The new summary of economic projections should show a further improvement in inflation forecasts, but the focus will be on governors’ thoughts on the future path of interest rates (dot chart). Markets are currently discounting the equivalent of 25 basis point rate hikes at every remaining Fed meeting this year (7 including today). We believe that the Fed will be ready to more or less respect this line.

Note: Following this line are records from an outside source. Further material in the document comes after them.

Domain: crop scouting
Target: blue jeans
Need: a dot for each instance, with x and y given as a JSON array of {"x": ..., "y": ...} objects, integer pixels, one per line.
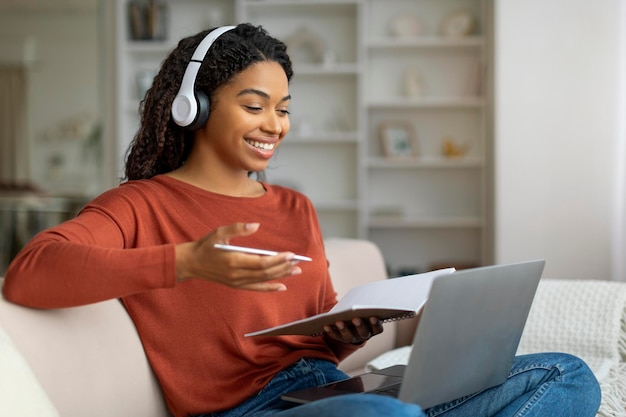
[{"x": 546, "y": 384}]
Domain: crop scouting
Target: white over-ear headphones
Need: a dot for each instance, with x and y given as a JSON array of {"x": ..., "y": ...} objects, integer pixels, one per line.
[{"x": 190, "y": 108}]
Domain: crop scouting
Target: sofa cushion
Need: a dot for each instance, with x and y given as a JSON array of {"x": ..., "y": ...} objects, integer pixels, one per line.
[
  {"x": 88, "y": 359},
  {"x": 22, "y": 395}
]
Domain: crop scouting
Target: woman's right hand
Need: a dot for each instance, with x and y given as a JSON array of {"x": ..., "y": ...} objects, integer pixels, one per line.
[{"x": 201, "y": 260}]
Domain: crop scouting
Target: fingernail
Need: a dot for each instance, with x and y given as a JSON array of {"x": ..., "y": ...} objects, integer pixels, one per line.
[{"x": 252, "y": 226}]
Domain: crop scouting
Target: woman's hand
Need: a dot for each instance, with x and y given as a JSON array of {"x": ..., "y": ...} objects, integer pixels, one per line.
[
  {"x": 356, "y": 331},
  {"x": 201, "y": 260}
]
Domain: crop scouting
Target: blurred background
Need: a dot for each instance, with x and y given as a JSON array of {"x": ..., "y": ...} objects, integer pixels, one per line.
[{"x": 512, "y": 114}]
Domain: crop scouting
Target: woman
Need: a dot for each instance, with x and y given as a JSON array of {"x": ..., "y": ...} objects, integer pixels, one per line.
[{"x": 150, "y": 242}]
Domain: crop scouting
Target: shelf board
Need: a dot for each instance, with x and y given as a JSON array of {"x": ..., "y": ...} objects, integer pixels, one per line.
[
  {"x": 426, "y": 42},
  {"x": 337, "y": 205},
  {"x": 271, "y": 3},
  {"x": 425, "y": 162},
  {"x": 325, "y": 69},
  {"x": 149, "y": 47},
  {"x": 322, "y": 137},
  {"x": 400, "y": 222},
  {"x": 427, "y": 102}
]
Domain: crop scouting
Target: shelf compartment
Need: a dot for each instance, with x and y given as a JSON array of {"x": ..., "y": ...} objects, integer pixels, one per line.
[
  {"x": 409, "y": 249},
  {"x": 323, "y": 173},
  {"x": 427, "y": 193}
]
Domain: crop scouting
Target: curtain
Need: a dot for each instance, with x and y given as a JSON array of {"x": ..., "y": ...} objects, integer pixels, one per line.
[{"x": 14, "y": 147}]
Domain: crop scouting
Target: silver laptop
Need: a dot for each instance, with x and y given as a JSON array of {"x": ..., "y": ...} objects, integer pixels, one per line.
[{"x": 465, "y": 341}]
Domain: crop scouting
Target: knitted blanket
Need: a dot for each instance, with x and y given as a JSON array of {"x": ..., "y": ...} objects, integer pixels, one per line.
[{"x": 584, "y": 318}]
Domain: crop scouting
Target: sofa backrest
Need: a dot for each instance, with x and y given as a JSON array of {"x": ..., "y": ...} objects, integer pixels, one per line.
[{"x": 89, "y": 359}]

Beyond this year’s projections, the key question will be where Fed governors see the terminal rate. The market is currently pricing in a neutral top of just under 2.5% at the end of 2023. Will the Fed be more hawkish on this by signaling the desire to apply a restrictive monetary policy (beyond the neutral rate of 2.5%)?
In addition to interest rate guidance, there is the second important pillar of the Fed’s normalization plans: run down the balance sheet. The U.S. central bank indicated that this process would begin soon after the interest rate hike, but provided little information on the pace and purpose of the current balance sheet of $9 billion. We believe the Fed may delay these detailed plans for its May or June meeting, in accordance with Powell’s guidelines not to become an additional source of tension in the market.
From a market perspective, we do not yet expect a significant correction from the core bond sell-off. If the focus is on interest rates rather than the BS run-off, this implies further bearish curve flattening.
With the European Central Bank finally giving the euro some medium-term support last week, we think the dollar can gain the upper hand in the short term. Due to a hawkish Fed, fragile risk sentiment and ongoing tensions in Ukraine. The year-to-date low at EUR/USD 1.0806 is the final benchmark ahead of the March 2020 low (1.0636).
Sarah Bloom Raskin has stepped down as President Biden’s nominee for Vice Chairman of Fed Oversight yesterday. She has faced stiff Republican opposition since her nomination in January. But Raskin’s chances for what is seen as the most powerful bank regulator post really dwindled significantly after Democratic Party Senator Manchin announced he would not support her in the 50-50 split Senate. . Biden has yet to put forward an alternate candidate. The position may even remain open ahead of the US midterm elections in November.
House prices in Australia rose 4.7% q/q in the last quarter of 2021. This is slightly down from 5% in the previous quarter, but more than the 3.5% expected. The year-on-year rise hit a new high of 23.70% (vs. 21.70% in the third quarter) since recording began in 2003. Of the eight capitals, Brisbane (9.6 %q/q) and Adelaide (6.8%) recorded the largest increases. “Days on market have fallen and sell trade volumes have increased,” the statistics office said, referring to historically low interest rates and continued strong demand that have supported price growth. real estate.